Is this organisationally possible? I think so.

It is not easy, and it requires us to severely change how we teach, but I think it’s worth it. It will require different form of instruction (away from big lectures to the whole class) and different form of assessment (away from giving everyone the same task and assessing it by just submitting source code). Otherwise there would be a problem with plagiarism. We might need to assess by interviewing students to actually test their understanding!

Does this create work? Sure. But I think it’s worth it. And I actually believe that, once the change is made, the workload for teachers will be comparable to what we have now.

In an ideal world, this way of learning would have the result that different students learn the same material in a different amount of time. In reality, we will not get away from fixed length courses for the time being.

This means, that—at the end of a course—different students will have studied different amounts of material. Some students who move on to the next course will have covered the advanced material, some have not.

There will be an objection from other teachers that we let students pass who have not seen all the material, and that they do not know some concepts that they should know.

While this is true, I don’t believe that this is any different from our current situation.

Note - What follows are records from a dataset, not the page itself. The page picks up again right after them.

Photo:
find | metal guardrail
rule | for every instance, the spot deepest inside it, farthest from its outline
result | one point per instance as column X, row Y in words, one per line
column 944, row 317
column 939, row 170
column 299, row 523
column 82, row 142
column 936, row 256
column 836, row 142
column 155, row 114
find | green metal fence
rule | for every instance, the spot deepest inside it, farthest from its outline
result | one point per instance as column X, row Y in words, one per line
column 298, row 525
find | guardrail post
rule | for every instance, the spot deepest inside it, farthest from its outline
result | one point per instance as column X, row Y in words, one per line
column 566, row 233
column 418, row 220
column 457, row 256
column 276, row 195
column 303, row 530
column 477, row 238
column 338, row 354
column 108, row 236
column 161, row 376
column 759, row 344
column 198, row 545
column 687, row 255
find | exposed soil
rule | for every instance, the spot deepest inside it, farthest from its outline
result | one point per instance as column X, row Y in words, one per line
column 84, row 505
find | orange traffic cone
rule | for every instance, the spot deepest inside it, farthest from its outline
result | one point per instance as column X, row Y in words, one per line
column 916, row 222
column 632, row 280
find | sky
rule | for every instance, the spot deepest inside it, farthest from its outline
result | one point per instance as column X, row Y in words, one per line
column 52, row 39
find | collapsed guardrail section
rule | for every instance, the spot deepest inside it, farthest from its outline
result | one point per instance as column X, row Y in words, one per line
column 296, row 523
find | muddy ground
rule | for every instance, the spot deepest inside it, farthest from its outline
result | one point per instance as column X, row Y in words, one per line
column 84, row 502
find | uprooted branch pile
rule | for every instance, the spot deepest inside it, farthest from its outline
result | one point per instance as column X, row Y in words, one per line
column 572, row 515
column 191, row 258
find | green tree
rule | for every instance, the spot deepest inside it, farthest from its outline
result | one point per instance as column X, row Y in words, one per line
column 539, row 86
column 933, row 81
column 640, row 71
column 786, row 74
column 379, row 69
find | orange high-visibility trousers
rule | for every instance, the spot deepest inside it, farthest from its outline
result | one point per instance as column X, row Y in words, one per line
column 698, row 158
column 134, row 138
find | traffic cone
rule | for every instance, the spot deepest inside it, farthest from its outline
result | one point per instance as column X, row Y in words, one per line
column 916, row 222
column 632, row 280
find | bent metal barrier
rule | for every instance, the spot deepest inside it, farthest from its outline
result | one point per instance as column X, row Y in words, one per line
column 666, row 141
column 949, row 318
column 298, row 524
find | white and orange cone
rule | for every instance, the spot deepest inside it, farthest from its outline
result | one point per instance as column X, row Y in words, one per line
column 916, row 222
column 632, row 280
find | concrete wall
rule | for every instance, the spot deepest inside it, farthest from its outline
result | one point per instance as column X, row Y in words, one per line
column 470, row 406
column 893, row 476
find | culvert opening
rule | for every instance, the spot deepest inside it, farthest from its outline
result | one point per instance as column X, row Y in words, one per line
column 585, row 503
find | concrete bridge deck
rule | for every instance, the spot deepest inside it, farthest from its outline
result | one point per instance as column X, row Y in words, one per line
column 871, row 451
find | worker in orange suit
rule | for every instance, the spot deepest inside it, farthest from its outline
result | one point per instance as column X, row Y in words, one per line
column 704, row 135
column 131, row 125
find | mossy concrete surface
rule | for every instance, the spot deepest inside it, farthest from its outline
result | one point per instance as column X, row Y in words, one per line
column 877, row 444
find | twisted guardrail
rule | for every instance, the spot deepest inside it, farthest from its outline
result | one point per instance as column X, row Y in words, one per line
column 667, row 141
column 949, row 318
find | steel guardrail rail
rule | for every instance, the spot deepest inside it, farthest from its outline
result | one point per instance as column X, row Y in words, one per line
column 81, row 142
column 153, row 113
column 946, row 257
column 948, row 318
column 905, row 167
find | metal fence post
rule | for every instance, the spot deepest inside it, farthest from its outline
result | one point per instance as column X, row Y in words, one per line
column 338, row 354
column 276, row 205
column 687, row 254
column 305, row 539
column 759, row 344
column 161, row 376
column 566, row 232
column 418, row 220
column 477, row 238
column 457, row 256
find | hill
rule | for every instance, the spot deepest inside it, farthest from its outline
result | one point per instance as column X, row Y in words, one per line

Which teacher would really claim that all students who passed their course have understood all concepts they were teaching? If one of my current student just barely clears the pass mark, there is a lot that we have covered that they don’t know. Claiming that they know more material because I talked over their heads about more advanced concepts for longer is nonsense.

I would rather have a student who properly understands 50% of the concepts than a student who half understands (and half misunderstands!) everything.